A fascinating program. Best I’ve heard in weeks. Congratulations to all participants for stating clearly and explicitly their concerns. This is what public radio is all about!
I’m starting a small business. When it comes time for me to build and expand, I was looking toward the Midtown cooridor.
However with the designs for the Interbelt cutting through and closing ramps to Midtown cooridor, I’m starting to rethink this idea and relocate to a suburb.
Well, it sure is refreshing to FINALLY hear Paul Alsenas and Steve Litt coming out and speaking the truth. In addition to the dismay I feel that we are still saddled with an incompetent ODOT staff, I am even more saddened that Ed Hauser could not be alive today to hear this. It is about time to hear from Alsenas - someone who has equity planning in his portfolio.

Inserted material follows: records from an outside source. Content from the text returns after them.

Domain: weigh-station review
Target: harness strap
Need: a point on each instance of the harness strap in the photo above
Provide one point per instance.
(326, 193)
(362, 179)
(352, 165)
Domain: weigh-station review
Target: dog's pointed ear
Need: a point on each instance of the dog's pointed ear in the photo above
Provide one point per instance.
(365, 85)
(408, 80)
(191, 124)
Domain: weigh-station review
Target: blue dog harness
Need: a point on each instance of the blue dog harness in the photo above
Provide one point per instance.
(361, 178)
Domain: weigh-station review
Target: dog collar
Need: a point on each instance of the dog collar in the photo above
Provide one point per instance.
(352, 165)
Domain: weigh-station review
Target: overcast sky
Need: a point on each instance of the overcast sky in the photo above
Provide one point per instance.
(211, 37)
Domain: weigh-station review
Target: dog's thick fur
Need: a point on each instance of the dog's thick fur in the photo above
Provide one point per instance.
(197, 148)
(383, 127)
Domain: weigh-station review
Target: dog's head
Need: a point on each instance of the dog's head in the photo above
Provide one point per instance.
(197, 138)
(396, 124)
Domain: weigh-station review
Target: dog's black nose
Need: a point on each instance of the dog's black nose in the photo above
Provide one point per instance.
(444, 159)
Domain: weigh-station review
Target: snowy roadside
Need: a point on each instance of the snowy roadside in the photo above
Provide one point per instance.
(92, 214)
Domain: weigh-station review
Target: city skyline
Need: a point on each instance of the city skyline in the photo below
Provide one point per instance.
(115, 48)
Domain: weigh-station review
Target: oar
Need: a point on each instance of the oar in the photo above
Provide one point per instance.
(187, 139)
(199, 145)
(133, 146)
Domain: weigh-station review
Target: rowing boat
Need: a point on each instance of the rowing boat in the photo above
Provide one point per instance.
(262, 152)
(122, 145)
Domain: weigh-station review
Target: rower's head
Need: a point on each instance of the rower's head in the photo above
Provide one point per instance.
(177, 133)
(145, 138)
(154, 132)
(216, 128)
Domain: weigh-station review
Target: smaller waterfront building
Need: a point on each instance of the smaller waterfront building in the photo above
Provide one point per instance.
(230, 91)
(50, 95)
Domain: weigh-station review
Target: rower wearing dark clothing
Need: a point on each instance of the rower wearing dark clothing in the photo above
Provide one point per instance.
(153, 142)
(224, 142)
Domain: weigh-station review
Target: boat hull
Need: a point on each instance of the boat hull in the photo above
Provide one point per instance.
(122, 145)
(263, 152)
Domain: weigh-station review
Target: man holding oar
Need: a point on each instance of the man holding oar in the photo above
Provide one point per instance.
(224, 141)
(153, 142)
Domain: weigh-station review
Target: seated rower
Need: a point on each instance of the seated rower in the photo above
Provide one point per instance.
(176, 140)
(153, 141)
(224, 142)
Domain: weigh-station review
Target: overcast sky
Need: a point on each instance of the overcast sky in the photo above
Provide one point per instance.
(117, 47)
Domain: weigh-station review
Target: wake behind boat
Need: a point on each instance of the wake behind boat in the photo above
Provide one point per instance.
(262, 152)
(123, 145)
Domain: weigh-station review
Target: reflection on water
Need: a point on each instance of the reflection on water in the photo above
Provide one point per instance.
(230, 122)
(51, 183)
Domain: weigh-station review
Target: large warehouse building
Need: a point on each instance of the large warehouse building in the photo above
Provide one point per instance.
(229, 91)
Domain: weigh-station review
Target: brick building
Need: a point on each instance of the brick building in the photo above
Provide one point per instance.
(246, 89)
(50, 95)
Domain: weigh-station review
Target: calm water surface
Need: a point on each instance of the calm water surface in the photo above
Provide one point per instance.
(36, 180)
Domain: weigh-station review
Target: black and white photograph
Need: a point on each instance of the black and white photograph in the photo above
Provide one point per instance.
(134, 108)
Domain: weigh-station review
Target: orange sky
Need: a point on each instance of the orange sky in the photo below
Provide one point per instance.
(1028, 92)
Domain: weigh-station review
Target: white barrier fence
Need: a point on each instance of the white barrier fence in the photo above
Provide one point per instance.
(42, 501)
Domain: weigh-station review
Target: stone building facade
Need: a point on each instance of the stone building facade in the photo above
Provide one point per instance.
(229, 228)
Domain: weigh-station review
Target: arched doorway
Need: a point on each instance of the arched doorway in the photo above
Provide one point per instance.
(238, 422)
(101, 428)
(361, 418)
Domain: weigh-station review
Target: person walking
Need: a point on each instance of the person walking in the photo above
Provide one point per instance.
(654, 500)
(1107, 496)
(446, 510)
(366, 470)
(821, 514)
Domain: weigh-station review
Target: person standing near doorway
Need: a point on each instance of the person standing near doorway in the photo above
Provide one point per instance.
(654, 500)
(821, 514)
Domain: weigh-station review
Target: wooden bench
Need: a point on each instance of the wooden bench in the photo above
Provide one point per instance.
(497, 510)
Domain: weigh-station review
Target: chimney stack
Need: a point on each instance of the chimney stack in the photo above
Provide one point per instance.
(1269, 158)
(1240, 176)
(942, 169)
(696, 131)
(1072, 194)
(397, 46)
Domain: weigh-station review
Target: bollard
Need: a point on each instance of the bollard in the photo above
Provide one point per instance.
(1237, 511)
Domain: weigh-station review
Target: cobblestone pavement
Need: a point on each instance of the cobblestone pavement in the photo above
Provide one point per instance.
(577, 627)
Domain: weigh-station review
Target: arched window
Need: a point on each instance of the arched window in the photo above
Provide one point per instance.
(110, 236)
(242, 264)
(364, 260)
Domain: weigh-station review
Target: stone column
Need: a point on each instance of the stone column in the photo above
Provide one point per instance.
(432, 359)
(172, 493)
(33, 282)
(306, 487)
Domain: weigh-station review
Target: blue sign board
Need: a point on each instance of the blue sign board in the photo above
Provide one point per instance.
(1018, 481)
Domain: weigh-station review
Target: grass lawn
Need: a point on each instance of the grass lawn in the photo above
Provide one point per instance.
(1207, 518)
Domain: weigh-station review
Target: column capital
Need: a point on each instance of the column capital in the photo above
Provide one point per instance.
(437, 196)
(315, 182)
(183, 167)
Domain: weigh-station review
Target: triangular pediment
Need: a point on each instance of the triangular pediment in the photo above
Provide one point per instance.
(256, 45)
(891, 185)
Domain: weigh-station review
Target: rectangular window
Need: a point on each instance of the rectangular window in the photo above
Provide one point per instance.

This topic needs to be the subject of much more discussion. There are too many people who just roll over (I will not list them here). Look at what it gets you in Cleveland - it is too bad that “other voices” cannot be heard in this region.
We MUST reopen the southern alignment! We CAN have bike and pedestrian lanes!
If ODOT wanted a public process they would put up a blog so that all could better understand the issues and concerns of their neighbors. The maps, the drawings, the “public comment” in these processes are not up to 21st century technology. ODOT is a black hole sucking in good ideas and burying them. Fire them all - we need a fresh ODOT District 12.